懇談会は16、17両日の会合で中間報告案を討議。携帯電話の有害情報対策としては、小中学生に携帯電話を持たせないことを原則としたうえで、業界に(1)通話と居場所確認機能に限定した小中学生向け携帯の開発を求める(2)閲覧制限の機能を付けることを法的に義務づける――との案を了承した。担当の山谷えり子首相補佐官は「持たせない、といっても強制はできない。懇談会からの教育的メッセージだ」と説明している。

ということで、「基本的に持たせない」「持たせるのなら機能が限定されたものを」と訴えています。

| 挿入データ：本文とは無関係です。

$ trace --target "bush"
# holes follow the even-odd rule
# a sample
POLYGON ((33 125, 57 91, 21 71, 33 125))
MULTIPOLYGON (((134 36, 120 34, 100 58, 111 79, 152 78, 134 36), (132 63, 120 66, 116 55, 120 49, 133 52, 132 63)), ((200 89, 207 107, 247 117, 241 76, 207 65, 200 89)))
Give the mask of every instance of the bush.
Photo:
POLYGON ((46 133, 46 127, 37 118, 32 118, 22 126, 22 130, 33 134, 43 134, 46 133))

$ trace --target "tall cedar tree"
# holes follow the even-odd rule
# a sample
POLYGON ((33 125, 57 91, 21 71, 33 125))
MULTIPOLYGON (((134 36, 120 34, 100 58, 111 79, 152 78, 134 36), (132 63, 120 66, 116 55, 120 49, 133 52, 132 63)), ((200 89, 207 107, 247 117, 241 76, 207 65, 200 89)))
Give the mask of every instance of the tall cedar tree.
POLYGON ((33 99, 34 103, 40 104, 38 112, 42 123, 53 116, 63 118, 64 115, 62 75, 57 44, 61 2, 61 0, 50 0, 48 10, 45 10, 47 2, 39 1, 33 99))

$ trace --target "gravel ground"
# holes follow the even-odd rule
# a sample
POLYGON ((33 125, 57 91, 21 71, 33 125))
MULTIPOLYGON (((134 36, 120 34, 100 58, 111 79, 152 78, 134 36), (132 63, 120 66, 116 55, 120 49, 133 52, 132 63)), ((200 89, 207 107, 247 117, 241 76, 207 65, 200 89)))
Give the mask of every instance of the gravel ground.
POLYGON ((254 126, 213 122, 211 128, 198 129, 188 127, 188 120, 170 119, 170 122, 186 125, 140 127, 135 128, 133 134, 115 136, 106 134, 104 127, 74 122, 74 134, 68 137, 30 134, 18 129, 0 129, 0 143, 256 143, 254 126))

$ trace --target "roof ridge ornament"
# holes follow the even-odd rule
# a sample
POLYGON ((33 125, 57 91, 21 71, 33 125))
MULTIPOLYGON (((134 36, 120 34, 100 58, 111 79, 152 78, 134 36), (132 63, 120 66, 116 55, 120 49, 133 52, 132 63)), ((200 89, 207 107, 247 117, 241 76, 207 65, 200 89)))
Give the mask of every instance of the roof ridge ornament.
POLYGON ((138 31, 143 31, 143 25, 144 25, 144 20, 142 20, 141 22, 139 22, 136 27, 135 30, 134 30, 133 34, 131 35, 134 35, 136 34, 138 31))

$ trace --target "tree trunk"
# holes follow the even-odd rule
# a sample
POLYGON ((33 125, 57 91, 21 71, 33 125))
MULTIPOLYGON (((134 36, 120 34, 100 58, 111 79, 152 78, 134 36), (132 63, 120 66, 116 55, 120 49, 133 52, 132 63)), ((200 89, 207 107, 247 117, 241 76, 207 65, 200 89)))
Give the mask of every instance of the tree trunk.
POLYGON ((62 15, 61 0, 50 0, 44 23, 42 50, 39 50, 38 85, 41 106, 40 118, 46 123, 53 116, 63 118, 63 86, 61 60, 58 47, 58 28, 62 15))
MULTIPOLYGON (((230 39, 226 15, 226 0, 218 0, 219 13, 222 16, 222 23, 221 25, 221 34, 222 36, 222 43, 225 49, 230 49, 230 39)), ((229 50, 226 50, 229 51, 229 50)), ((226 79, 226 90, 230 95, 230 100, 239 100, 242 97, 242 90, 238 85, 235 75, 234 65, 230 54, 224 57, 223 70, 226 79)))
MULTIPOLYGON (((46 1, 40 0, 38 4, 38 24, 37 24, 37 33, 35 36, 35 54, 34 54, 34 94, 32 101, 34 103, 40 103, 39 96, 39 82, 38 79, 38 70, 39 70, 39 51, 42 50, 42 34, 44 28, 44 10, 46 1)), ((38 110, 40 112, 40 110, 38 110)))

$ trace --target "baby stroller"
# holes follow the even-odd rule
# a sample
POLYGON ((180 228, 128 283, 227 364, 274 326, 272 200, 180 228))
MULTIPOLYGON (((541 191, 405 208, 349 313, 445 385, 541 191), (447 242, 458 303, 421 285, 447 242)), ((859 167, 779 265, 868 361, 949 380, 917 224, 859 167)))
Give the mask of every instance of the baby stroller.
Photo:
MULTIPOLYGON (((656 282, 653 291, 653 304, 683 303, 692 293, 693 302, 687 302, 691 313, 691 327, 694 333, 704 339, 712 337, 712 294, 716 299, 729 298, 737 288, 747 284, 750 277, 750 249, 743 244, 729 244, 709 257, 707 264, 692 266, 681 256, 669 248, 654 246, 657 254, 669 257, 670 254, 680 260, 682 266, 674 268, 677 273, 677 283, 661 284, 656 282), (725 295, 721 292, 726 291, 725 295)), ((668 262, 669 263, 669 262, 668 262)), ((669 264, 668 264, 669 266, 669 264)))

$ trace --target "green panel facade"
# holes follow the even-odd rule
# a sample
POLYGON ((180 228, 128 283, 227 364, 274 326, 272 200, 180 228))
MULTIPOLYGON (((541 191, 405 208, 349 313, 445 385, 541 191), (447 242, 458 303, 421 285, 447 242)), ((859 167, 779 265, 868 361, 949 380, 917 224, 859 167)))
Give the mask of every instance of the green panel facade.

提言には法的拘束力はないものの、今後議論を招くことは必至でしょう。

百歩譲って、小中学生は何の理性も判断力も持たない動物のような存在で、「危ない」と教えても有害情報にフラフラと近寄ってしまうものだとしましょう(そんな教育しかしてこなかった親や学校の責任は無いの?という点は置いておくとして)。そうだとすれば、確かに彼らに携帯電話を触らせるのは危険です。しかしハサミや包丁、ライターなどとは異なり、別に携帯電話自体に危険性が内包されているわけではありません。問題なのは、携帯電話を危険なものにしてしまう存在――危険情報の提供者がいるからです。

であれば、なぜ危険情報の提供者の方を取り締まろうとしないのでしょうか?仮に公園の遊具に刃物が仕掛けられるような事件が続発したとして、全国の公園に子供が立ち入ることを禁止するでしょうか?いや、携帯電話を通じて勉強を教え合うなどというケースもある現在では、「塾の先生が生徒に手を出す事件が多いので、全国の塾を閉鎖しましょう」と訴えているようなものではないでしょうか。

有害情報を理由に子供が携帯電話を持つことを禁止しましょうと言うのなら、僕はむしろ「大人は携帯電話の所持を原則禁止。持つなら通話機能と居場所確認機能に限定したものを」という案を考えるべきだと思います。そしてPCから携帯電話用のWEBサイトにアクセスすることも禁止。であれば、子供に有害情報が提供されることも無くなるはずです(どうやっても抜け道が出てくるだろ、と言われてしまうかもしれませんが、それは「子供に携帯電話を持たせることを禁止する」という案でも同じことでしょう)。

「携帯電話からWEBにアクセスできなくなったら困る」って?それは仕方ありません。ちょっと不便ですが、大人ならPCを買って、そこからネット接続しましょう。それに子供たちが事件に巻き込まれるのは子供の責任ではなく、大人たちの責任なのですから。